As a bananapants story about interviewing internally, at a previous (dysfunctional) job, one coworker was basically promised a new role they were creating. He talked to them about it for months, getting to know all about it. Then the interviews came, and they made the final decision, and they hired someone else. The reason they gave him? He didn’t ask enough questions in the interview. Because apparently getting his questions answered over the past five months wasn’t enough to show his commitment. Not something I’m worried about here, but it’s a story I thought your readers might enjoy.
That is bananapants, but if he didn’t ask any questions — well, it wouldn’t make me disqualify someone for a job I’d already mostly decided on them for, but I’d also think it was a little off. (But also, something went wrong there if they were basically promising it to him for months, when that was apparently premature.)

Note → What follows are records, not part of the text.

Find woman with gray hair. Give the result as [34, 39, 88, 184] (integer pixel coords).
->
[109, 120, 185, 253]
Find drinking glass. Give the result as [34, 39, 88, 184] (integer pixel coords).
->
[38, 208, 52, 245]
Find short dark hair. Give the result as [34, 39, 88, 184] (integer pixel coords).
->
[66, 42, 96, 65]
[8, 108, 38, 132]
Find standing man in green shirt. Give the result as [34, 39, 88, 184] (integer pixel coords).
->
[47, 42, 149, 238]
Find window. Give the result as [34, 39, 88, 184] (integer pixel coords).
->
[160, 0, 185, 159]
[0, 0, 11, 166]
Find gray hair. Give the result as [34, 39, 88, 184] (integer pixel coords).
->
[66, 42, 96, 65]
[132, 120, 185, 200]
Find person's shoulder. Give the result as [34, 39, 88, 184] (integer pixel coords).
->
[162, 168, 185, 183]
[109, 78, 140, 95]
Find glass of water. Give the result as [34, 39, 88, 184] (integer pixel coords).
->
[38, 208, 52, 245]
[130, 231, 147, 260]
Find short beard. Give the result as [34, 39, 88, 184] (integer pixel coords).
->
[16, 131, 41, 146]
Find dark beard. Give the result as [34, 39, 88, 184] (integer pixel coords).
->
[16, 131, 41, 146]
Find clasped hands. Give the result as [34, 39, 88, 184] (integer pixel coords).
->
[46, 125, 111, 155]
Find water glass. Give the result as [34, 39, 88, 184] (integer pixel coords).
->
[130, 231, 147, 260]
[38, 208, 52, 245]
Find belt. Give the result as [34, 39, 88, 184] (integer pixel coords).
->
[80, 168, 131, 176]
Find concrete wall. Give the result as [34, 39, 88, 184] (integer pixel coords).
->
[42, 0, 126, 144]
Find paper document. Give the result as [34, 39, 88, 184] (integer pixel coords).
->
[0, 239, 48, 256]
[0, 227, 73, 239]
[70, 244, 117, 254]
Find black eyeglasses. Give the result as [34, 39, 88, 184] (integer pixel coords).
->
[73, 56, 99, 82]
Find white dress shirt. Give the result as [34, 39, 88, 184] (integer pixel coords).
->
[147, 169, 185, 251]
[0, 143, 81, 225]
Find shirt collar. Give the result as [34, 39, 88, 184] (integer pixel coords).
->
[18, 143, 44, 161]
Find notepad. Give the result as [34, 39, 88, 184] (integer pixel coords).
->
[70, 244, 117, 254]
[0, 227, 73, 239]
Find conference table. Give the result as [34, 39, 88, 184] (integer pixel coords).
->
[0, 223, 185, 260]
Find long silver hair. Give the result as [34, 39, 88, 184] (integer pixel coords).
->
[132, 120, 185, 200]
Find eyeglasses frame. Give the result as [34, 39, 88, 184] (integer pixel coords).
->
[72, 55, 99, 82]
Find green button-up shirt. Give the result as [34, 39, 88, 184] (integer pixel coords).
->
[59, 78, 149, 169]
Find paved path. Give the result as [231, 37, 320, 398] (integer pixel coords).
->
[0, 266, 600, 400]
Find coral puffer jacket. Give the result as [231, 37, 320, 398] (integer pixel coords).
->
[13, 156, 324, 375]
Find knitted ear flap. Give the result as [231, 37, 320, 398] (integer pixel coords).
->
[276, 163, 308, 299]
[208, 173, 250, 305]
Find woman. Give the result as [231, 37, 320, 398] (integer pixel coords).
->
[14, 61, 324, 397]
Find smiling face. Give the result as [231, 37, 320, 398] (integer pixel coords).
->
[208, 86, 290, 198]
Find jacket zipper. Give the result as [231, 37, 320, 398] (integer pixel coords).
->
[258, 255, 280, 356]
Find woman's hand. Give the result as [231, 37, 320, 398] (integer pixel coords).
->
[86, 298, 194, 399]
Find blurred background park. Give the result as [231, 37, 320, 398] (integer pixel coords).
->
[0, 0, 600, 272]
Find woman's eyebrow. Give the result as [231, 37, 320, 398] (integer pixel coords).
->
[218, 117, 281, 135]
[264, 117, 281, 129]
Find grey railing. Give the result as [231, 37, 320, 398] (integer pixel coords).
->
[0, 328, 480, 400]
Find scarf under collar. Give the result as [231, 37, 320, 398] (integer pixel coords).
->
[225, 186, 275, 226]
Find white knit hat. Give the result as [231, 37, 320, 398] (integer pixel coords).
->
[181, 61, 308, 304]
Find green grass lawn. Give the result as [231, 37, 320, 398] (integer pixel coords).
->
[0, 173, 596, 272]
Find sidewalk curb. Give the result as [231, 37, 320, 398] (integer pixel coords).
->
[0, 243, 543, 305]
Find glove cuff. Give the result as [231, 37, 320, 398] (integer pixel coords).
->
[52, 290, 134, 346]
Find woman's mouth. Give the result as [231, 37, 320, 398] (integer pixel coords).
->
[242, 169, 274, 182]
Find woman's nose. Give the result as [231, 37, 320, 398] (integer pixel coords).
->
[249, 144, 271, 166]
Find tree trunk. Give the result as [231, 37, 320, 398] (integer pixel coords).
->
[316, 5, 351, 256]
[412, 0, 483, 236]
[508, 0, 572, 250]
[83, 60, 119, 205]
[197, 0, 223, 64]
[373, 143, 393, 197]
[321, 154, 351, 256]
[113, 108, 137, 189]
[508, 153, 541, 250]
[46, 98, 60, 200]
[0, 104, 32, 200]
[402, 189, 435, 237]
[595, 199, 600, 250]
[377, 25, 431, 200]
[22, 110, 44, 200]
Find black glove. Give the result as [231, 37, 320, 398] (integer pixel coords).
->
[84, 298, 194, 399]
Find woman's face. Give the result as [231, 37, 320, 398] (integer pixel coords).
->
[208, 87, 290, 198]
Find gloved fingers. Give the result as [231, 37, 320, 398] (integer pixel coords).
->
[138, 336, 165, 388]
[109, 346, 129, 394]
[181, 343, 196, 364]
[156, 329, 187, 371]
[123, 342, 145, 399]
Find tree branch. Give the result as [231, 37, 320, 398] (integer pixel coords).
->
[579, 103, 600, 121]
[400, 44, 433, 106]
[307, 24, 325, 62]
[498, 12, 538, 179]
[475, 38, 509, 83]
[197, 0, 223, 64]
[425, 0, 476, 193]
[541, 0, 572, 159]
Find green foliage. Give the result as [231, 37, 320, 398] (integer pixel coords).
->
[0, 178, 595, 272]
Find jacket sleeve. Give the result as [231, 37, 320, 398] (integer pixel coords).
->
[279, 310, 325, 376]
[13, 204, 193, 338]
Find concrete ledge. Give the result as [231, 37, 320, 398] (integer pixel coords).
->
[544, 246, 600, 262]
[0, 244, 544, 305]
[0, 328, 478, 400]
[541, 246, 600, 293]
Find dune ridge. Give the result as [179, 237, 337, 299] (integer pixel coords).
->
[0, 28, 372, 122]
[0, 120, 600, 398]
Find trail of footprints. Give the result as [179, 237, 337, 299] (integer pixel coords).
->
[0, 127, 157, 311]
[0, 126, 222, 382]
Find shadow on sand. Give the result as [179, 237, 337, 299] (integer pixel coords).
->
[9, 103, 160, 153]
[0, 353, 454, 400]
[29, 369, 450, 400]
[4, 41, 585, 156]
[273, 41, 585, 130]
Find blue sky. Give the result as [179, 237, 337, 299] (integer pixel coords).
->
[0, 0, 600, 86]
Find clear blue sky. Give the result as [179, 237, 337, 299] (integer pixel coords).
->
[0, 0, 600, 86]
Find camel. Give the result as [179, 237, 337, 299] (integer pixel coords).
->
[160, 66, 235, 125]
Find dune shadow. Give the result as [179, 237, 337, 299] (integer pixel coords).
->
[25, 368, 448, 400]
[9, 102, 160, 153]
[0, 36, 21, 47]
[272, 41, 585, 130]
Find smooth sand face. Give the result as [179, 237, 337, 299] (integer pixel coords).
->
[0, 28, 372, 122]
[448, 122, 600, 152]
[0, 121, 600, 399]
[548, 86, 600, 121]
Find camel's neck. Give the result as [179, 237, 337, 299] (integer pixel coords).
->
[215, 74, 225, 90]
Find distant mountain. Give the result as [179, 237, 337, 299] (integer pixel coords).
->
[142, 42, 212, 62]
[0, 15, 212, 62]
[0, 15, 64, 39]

Anyway! There are lots of questions you can ask in your situation. First and foremost, just because you asked about measuring success, etc. in your original interview doesn’t mean you can’t ask about those again now; this is a different job. You can also ask what previous people in the job have found to be the biggest challenges, what they think the secrets to success are for the role, if there’s anything about the work they think you might not be aware of from outside the position, and the difference between doing an okay job in the position and doing a really great job at it.
For some of those, you might think you already know from working closely with the past lead, but they’re still worth asking. You can’t assume that your impressions will match up to how your manager answers, and you might hear something you didn’t expect. But even if you don’t, these are reasonable questions to ask.
5. Asking for a raise when my job isn’t easily measured
I work as a paralegal (and have for the last 20 years) and have no concrete metrics by which to measure the success of my job. I’ve been here three years at my current firm and haven’t gotten a raise.
I need to ask for one but am not sure how when my job is not easily measured.
You don’t need quantitative metrics to show that your performance is good and that you’re performing at a higher level than when you started three years ago. Not all jobs have quantitative metrics, but that doesn’t mean there’s not a difference between doing a great job or doing an okay job or doing a bad job. So: what kind of feedback do you get? Do you receive annual evaluations? What’s your sense of how happy your manager and your team are with your work? How is your work different with you performing it versus what it would look like if someone mediocre were in the role instead? If you were asked what makes you great at your job, what would you say? There’s more on talking about qualitative, rather than quantitative, evidence of your work here and here.
But frankly, you don’t even necessarily need to do that! Sometimes it’s enough to simply say, “It’s been three years since I started at my current salary level. I think things have been going well, and I’d like to request an increase.”